IL VOSTRO PEZZO PREFERITO DI SEMPRE, VOSTRO, NATURALMENTE. QUELLO CHE CONSIGLIERESTE A CHI SI APPROCCIA PER LA PRIMA VOLTA AL NOME GIÖBIA.
– Difficile sceglierne uno, forse ora sceglierei “Haridwar”, del nostro ultimo disco “Plasmatic Idol”, anche “Sun Specrtre” di “ Magnifier” nata in un improvvisazione alla Sauna Studio in riva al lago in un atmosfera unica. In ogni nostro disco ci sono almeno tre canzoni che per noi rappresentano davvero molto, per significato o per come sono nate.
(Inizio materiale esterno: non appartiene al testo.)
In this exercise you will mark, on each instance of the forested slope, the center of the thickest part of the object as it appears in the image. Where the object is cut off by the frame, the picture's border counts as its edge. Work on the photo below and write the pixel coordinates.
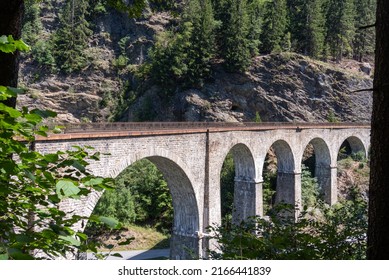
(221, 60)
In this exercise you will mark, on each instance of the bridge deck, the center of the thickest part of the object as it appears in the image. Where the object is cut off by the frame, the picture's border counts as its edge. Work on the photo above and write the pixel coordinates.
(123, 129)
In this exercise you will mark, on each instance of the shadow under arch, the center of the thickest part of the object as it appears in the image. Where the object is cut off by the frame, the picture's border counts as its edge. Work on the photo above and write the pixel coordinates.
(247, 193)
(322, 167)
(184, 242)
(288, 187)
(353, 145)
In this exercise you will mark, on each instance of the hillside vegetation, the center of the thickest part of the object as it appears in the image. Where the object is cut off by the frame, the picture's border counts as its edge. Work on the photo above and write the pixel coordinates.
(221, 60)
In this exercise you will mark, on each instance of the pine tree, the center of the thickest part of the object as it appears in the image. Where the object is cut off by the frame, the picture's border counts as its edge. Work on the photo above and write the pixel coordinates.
(235, 44)
(275, 24)
(182, 56)
(71, 39)
(339, 27)
(363, 43)
(307, 27)
(255, 14)
(314, 29)
(202, 46)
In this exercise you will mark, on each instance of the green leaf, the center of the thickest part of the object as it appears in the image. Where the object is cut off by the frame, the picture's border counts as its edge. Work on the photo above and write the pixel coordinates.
(67, 188)
(73, 241)
(110, 222)
(94, 182)
(117, 255)
(126, 242)
(3, 40)
(11, 111)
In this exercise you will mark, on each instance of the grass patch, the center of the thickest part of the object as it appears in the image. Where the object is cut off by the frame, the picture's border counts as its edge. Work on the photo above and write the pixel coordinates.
(144, 239)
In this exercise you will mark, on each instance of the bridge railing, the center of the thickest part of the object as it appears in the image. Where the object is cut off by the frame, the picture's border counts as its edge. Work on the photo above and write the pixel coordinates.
(150, 126)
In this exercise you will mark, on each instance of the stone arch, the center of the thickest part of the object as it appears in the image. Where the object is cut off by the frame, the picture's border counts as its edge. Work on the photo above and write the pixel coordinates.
(356, 145)
(323, 170)
(184, 242)
(288, 189)
(246, 190)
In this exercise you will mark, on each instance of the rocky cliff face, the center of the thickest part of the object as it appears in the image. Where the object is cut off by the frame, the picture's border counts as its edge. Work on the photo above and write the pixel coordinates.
(283, 87)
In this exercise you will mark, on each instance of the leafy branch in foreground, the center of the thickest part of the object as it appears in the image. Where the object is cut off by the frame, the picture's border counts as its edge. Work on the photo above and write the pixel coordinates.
(332, 233)
(32, 185)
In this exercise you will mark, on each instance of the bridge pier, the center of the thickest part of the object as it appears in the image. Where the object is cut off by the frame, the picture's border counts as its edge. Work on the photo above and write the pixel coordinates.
(247, 199)
(289, 189)
(327, 180)
(185, 246)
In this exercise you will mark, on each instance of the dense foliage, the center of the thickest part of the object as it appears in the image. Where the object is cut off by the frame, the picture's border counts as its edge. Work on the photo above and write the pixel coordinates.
(141, 197)
(32, 184)
(206, 31)
(331, 233)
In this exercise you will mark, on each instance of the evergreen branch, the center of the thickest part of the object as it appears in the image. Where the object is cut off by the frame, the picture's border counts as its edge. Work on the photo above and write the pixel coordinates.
(366, 26)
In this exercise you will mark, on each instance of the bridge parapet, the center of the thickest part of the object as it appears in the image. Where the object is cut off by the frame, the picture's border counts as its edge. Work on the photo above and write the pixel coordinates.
(144, 126)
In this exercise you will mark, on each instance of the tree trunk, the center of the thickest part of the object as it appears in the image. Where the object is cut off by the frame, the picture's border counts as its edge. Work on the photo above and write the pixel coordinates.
(11, 15)
(378, 232)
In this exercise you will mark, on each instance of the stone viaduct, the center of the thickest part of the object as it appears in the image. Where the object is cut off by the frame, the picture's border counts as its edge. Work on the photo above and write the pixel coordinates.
(191, 155)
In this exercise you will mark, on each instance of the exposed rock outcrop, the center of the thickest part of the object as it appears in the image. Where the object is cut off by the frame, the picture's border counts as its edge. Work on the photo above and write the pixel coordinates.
(284, 87)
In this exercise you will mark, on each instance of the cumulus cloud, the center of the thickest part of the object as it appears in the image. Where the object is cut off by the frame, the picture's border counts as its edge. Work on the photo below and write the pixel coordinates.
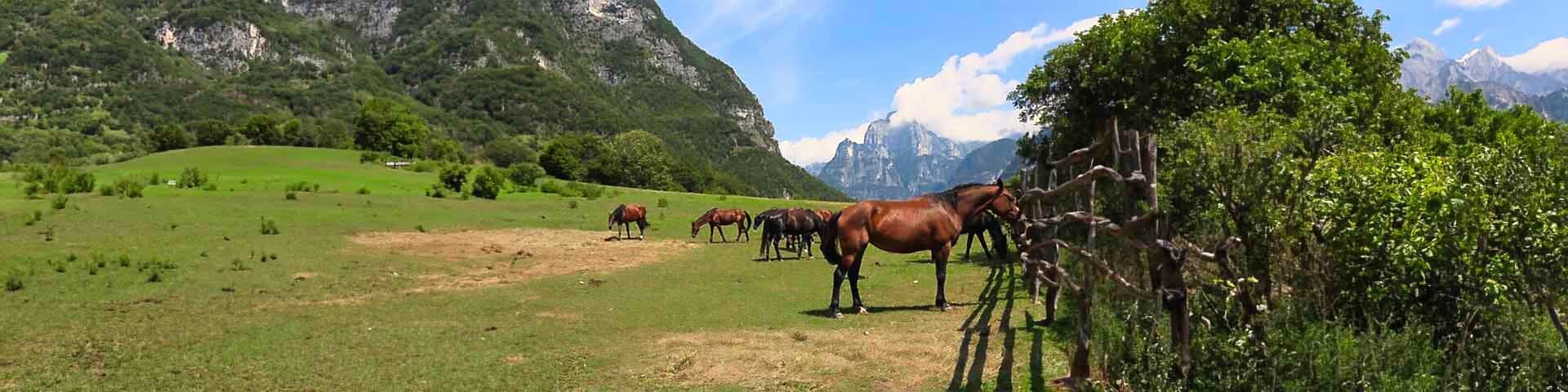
(1446, 25)
(966, 99)
(1476, 3)
(808, 151)
(1545, 57)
QUALE È IL FUTURO DELLA PSICHEDELIA?
– Il futuro della psichedelia sta nella gente che lo ascolta e lo suona, in chi lo fa proprio, anche rivisitandolo, come noi cerchiamo da sempre di fare. Il fatto che in Europa ci siano diversi festival underground focalizzati sulla psichedelia al di là del susseguirsi delle mode, lascia ben sperare per questo genere che nasce negli anni ’60 ma che per continuare a vivere ha bisogno di linfa nuova.